Select each subquery row as a column (or: column to row conversion)

So, this one’s got me stumped. Let’s say I have these tables:


Table: Cars
+-------+-------+
| CarID | Make  |
+-------+-------+
| 1     | Ford  |
| 2     | Chevy |
| 3     | Dodge |
+-------+-------+

Table: People
+-------+-------+---------+-------+
| PerID | Name  | Phone   | Email |
+-------+-------+---------+-------+
| 1     | Alice | 1234567 | a@a.a |
| 2     | Bob   | 8912345 | b@b.b |
| 3     | Chuck | 5678912 | c@c.c |
+-------+-------+---------+-------+

Table: CarsOwnedByPeople
+-------+-------+
| PerID | CarID |
+-------+-------+
| 1     | 1     |
| 2     | 2     |
| 3     | 3     |
| 3     | 2     |
+-------+-------+

This isn’t the actual data I’ll be using (it’s actually a educational group membership program), but I think this analogy is easier to explain.

So, we can see that:

Alice owns Ford, !Chevy, !Dodge
Bob owns Chevy, !Ford, !Dodge
Chuck owns Dodge, Chevy, !Ford

Now, I need to get a list of ownership status of each car for each person.

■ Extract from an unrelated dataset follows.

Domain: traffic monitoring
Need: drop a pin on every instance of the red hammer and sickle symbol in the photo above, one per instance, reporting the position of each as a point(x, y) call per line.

The catch is that I need to have them each in their own column (not CONCATed or GROUP_CONCATed into one column) and I’m trying to avoid doing a COUNT(*) on the Cars table.

What I need to get as a result is:


+-------+---------+-------+------+-------+-------+
| Name  | Phone   | Email | Ford | Chevy | Dodge |
+-------+---------+-------+------+-------+-------+
| Alice | 1234567 | a@a.a | 1    | 0     | 0     |
| Bob   | 8912345 | b@b.b | 0    | 1     | 0     |
| Chuck | 5678912 | c@c.c | 0    | 1     | 1     |
+-------+---------+-------+------+-------+-------+

So, basicaly, I need to convert the rows of the Cars table into columns in this results table.

Is this even possible?

yeah, it’s possible, but it’s ugly and clumsy in sql

please explain why it’s so hard for you to do this in your application language (php or whatever), which is where cosmetic re-arranging of query results should be taking place…

Well, yes, of course I can do this in PHP, but I figured it would be more eloquent and efficient with MySQL.

Also, curiosity :slight_smile:

it is the opposite, harder to do in sql, easier to do in the front end application. As r937 says, that’s where cosmetic changes to the data belong.

Okeydokey.

…but just to the point of curiosity, how would one go about doing this within MySQL anyway?

It’s called a PIVOT TABLE query. Google for that and you should be able to find both examples of such queries, and further evidence in support of why it’s often wiser to handle this at the application level.